On top of that, Brookfield pegs its asset management business as being worth $63 billion in five years, given the projected growth in fee-related earnings and its expected share of the profits from its various private equity funds, which it anticipates harvesting in the future.
Add it up, and this implies a per-share value of Brookfield at about $119 in five years, or a 24% compound annual growth rate. Looking out even further, Brookfield believes that its businesses should generate $60 billion of cumulative free cash flow over the next decade. That's a jaw-dropping amount of money for a company currently valued at $45 billion.

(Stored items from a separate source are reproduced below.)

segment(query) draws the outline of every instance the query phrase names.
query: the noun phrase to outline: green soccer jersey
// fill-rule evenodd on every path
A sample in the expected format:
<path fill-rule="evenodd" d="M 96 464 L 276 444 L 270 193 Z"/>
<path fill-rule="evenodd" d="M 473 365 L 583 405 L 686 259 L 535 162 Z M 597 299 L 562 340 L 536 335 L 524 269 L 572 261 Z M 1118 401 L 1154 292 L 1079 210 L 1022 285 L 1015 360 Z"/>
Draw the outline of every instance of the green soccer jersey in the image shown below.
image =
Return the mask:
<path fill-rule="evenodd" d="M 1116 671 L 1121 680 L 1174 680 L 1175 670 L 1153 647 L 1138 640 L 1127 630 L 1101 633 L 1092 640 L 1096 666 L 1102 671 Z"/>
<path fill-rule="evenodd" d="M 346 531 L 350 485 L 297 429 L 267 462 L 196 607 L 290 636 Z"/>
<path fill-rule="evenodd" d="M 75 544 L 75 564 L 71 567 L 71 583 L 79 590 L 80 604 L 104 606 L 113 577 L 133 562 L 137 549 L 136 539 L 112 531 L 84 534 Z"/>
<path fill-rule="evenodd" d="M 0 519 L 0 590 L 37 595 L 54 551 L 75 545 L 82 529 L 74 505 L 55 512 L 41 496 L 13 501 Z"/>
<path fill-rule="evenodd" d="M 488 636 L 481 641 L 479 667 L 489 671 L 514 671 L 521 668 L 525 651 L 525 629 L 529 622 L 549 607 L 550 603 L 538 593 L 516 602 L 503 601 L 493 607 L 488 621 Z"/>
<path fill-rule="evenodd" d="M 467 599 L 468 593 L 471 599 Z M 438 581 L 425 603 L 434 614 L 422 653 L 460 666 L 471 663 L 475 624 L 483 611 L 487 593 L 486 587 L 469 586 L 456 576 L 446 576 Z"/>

Go where there's a clear value proposition
There's a temptation to see value in GE's beaten-down stock. While it might be there, it's hard to pin down because of the lack of clarity in its earnings potential, as well as its assets. Brookfield, on the other hand, offers investors a much clearer picture of value not only today but also in the future. That's because the company trades at a significant discount to the value of its assets, which should be worth even more in the future, given the predictable growth embedded in each entity. That's why value investors should forget about GE for now and instead take a closer look at Brookfield Asset Management.